Families Engaged In Tug of War: How to Drop the RopeTug of war is an ancient game that is believed to have begun in the 8th century BC as a training exercise for warriors. Today it is a fun game usually played at social events that pits two teams against one another to reveal which team is the strongest and has the most endurance.

However, when a tug of war pits two family members against each other, it’s anything but fun. Indeed, it often turns into a deadly game — killing any safety and security that family members feel in their own home.

Here are two examples of family tug of war games.

Example 1:

“Reality shows are so stupid. I can’t believe you watch that crap.”
“You just don’t get it. They’re very entertaining.”
“They’re a complete waste of time. You have to be an idiot to watch those shows.”
“So you’re calling me an idiot.”
“Yeah, if you like those shows, you’re an idiot.”
“Listen to yourself, you moron!”

Example 2:

“It’s hot in here. Did you turn down the AC?” 
“Are you nuts? I’m freezing. Don’t touch that AC.”
“You can’t be freezing. It’s 80 degrees in here. I’m sweating.”
“You’re sweating because you’re fat. Lose some weight. Then you won’t have to turn this house into an icebox.”
“Shut your mouth. Who do you think pays the bills in this house?”
“Oh, there you go again. You’re always in the right because you pay the bills.”
“You better believe it.”

This kind of verbal tug of war can be triggered with only the slightest provocation. A family member says something that feels like an affront. You yank the rope. He yanks back. You respond in kind. She responds in kind, perhaps escalating the put-down. Now the two of you are off and running, turning any attempt at communication into one cheap shot after the other.

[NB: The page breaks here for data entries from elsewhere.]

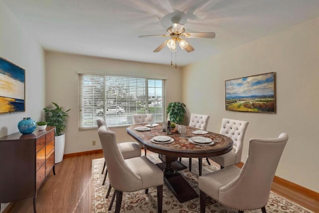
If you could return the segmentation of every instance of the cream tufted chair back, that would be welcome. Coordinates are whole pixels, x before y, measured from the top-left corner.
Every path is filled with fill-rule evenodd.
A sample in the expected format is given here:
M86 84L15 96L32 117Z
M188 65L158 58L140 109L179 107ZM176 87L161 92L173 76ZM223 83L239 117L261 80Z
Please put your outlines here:
M233 150L224 155L209 158L222 168L237 164L241 160L244 138L248 126L247 121L223 119L219 134L231 138L234 141Z
M163 183L162 171L146 156L124 160L117 144L115 133L108 130L106 126L100 127L98 133L109 171L110 185L115 189L115 212L120 212L123 192L135 192L157 187L158 211L161 213ZM148 190L146 192L147 193ZM114 196L112 199L113 201L114 198ZM113 204L113 201L111 202ZM112 204L110 204L111 208ZM110 207L109 210L111 210Z
M137 114L133 115L133 124L147 124L153 120L153 114Z
M191 114L189 120L190 127L195 127L203 130L206 130L208 124L209 116L207 115L200 115L199 114Z
M286 133L275 138L252 138L241 169L233 166L200 177L200 212L205 212L207 194L240 212L262 208L265 213L274 176L288 140Z

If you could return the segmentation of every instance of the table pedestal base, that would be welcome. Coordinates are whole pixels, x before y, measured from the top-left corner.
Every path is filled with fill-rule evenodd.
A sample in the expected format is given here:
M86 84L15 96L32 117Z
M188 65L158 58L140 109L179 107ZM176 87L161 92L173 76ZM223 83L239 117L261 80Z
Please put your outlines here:
M178 162L176 161L178 158L162 155L160 155L160 158L164 163L158 164L157 165L163 170L165 183L168 186L179 203L183 203L198 198L198 195L195 190L172 166L172 164L177 165L178 167L180 166L178 163L175 163ZM186 168L183 166L185 167L184 169Z

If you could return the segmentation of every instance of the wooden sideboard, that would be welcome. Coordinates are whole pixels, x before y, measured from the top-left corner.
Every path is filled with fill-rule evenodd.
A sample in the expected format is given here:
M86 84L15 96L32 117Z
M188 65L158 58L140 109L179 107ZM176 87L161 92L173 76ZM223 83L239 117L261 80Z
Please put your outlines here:
M33 198L54 171L54 127L31 134L16 132L0 138L0 203Z

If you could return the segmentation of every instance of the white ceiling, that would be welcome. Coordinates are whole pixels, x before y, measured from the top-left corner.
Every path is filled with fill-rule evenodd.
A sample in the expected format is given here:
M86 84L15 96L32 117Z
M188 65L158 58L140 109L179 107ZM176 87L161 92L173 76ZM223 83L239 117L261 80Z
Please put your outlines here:
M3 0L45 49L169 64L165 38L170 15L186 15L186 32L216 37L187 38L195 48L179 48L178 66L188 64L319 16L319 0ZM243 54L245 54L243 53Z

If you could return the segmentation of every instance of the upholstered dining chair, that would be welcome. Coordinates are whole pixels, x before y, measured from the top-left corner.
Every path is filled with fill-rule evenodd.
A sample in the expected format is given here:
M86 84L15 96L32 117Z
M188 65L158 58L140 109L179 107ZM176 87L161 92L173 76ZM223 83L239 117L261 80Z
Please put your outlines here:
M189 119L189 124L188 126L195 127L200 129L202 130L206 131L207 125L208 125L208 120L210 116L208 115L201 115L199 114L191 114L190 119ZM206 159L207 162L209 165L210 163L208 159ZM181 158L179 158L179 162L181 161ZM198 167L199 169L199 176L201 175L201 167L202 167L202 158L198 158ZM189 158L188 168L189 171L191 171L191 158Z
M136 114L133 115L133 124L147 124L149 121L153 121L153 114Z
M225 135L233 140L233 150L225 154L209 158L219 164L221 169L240 162L243 152L244 138L248 124L249 122L247 121L223 119L219 134Z
M150 121L153 121L153 114L136 114L133 115L133 124L147 124ZM145 155L146 156L146 149L144 148Z
M276 138L252 138L241 169L232 166L200 177L200 212L205 212L207 195L239 213L259 208L266 213L265 206L288 140L286 133Z
M146 156L124 160L116 143L115 132L108 130L106 126L100 127L99 137L103 155L109 170L110 185L115 189L115 213L119 213L123 192L133 192L157 187L158 212L161 213L163 174L159 167ZM109 210L111 210L114 196Z
M103 118L98 118L96 120L96 124L97 124L98 128L100 128L101 126L105 126L107 129L109 130L109 128L106 125L105 121ZM118 146L119 146L119 149L125 159L141 156L141 147L140 147L140 146L139 146L136 142L128 142L121 143L118 144ZM102 174L103 174L106 166L106 163L104 162ZM106 179L106 176L107 175L108 169L107 168L106 171L105 171L104 179L103 180L103 182L102 183L102 185L103 185L105 184L105 180ZM110 186L109 187L109 190L108 190L108 193L107 194L107 198L109 197L111 189L112 187Z

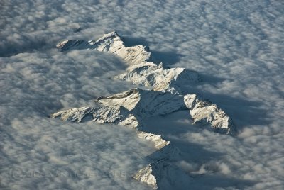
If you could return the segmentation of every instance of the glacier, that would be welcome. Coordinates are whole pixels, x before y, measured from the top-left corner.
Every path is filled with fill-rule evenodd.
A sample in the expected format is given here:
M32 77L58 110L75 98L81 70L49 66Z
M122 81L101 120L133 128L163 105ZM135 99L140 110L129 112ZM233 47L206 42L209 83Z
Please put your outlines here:
M127 68L126 72L112 78L149 89L136 88L100 96L94 101L94 106L60 111L51 118L60 117L62 121L73 122L92 120L98 123L115 123L136 130L137 136L154 143L157 151L149 157L151 164L133 177L153 189L163 189L165 184L168 186L177 186L172 178L176 179L178 176L185 179L183 183L188 183L190 177L168 162L178 157L180 150L162 135L147 131L144 122L147 117L166 116L174 112L187 111L193 124L210 127L222 134L234 135L236 133L231 118L216 104L197 94L185 94L180 91L183 84L201 80L196 72L185 68L165 69L162 62L156 64L151 61L148 48L126 47L116 32L106 34L97 40L64 40L56 47L62 52L88 49L117 55L124 60Z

In situations like this, there’s only one good thing for you to do: DROP THE ROPE!

“But doesn’t that mean he wins?”

Nope, it means that you refuse to play such a destructive game.

“Well, what should I do if I’m being insulted?”

Change the game. Either end the conversation or respond with an empathetic or non-judgmental response.

In the first example, it might be:

“I know you don’t like reality shows. You think they’re a huge waste of time. But I find them entertaining. I guess this is an example of different strokes for different folks.”  

In the second example, it might be:

“Yes, I did turn down the AC. I was cold. It sounds like you’re feeling warm. I can put it up a degree or two.” 

“But you’d have to be a saint to respond like that after someone zinged you.”

No, you just have to DROP THE ROPE.

“Why should I do that?”

Because even though a part of you is yearning to retaliate or escalate the game, you recognize that a family tug of war game has no good ending.

There are no winners, only losers.
No closure, only continuous ill will.
No victory, only defeat.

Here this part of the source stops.